The processes occurring during flame photometer analysis are summarized below:

Desolvation: Desolvation involves drying a sample in a solution. The metal particles in the solvent are dehydrated by the flame and thus solvent is evaporated.

Vaporization: The metal particles in the sample are also dehydrated. This also led to the evaporation of the solvent.

Atomization: Atomization is the separation of all atoms in a chemical substance. The metal ions in the sample are reduced to metal atoms by the flame.

Excitation: The electrostatic force of attraction between the electrons and nucleus of the atom helps them to absorb a particular amount of energy. The atoms then jump to the higher energy state when excited.
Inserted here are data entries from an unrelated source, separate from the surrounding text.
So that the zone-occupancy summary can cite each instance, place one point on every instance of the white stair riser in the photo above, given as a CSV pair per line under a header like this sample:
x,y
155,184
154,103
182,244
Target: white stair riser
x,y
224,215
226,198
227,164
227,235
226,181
Emission: Since the higher energy state is unstable the atoms jump back to the ground state or low energy state to gain stability. This jumping of atoms emits radiation with a characteristic wavelength. The radiation is measured by the photodetector.

---

---

Scheibe-Lomakin equation

Scheibe-Lomakin equation describes the intensity of light emitted with the help of the following formula:

I = k × cn

Where:
I = Intensity of emitted light
c = Concentration of the element
k = Proportionality constant

At the linear part of the calibration curve n~1,

then I = k × c. In other words, the intensity of emitted light is directly related to the concentration of the sample.

 

Applications of flame photometer

1. Flame photometer can be applied both for quantitative and qualitative analysis of elements. The radiations emitted by the flame photometer are characteristic to particular metal. Hence with the help of Flame photometer we can detect the presence of any specific element in the given sample.
2. The presence of some group II elements is critical for soil health. We can determine the presence of various alkali and alkaline earth metals in soil sample by conducting flame test and then the soil can be supplied with specific fertiliser.
3. The concentrations of Na+ and K+ ions are very important in the human body for conducting various metabolic functions. Their concentrations can be determined by diluting and aspirating blood serum sample into the flame. 
4. Soft drinks, fruit juices and alcoholic beverages can also be analysed by using flame photometry to determine the concentrations of various metals and elements.
   

 

Advantages of flame photometer

1. The method of analysis is very simple and economical.
2. It is quick, convenient, selective and sensitive analysis.
3. It is both and qualitative and quantitative in nature.
4. Even very low concentrations (parts per million/ppm to parts per billion/ppb range) of metals in the sample can be determined.
5. This method compensates for any unexpected interfering material present in the sample solution.
6. This method can be used to estimate elements which are rarely analysed.

 

Disadvantages of flame photometer

1. In spite of many advantages, this analysis technique has quite a few disadvantages:
2. The accurate concentration of the metal ion in the solution cannot be measured.
3. It cannot directly detect and determine the presence of inert gases.
4. Though this technique measures the total metal content present in the sample, it does not provide the information about the molecular structure of the metal present in the sample.
5. Only liquid samples may be used. Also sample preparation becomes lengthy in some cases.
6. Flame photometry cannot be used for the direct determination of each and every metal atom. A number of metal atoms cannot be analysed by this method. The elements such as carbon, hydrogen and halides cannot be detected due to their non-radiating nature.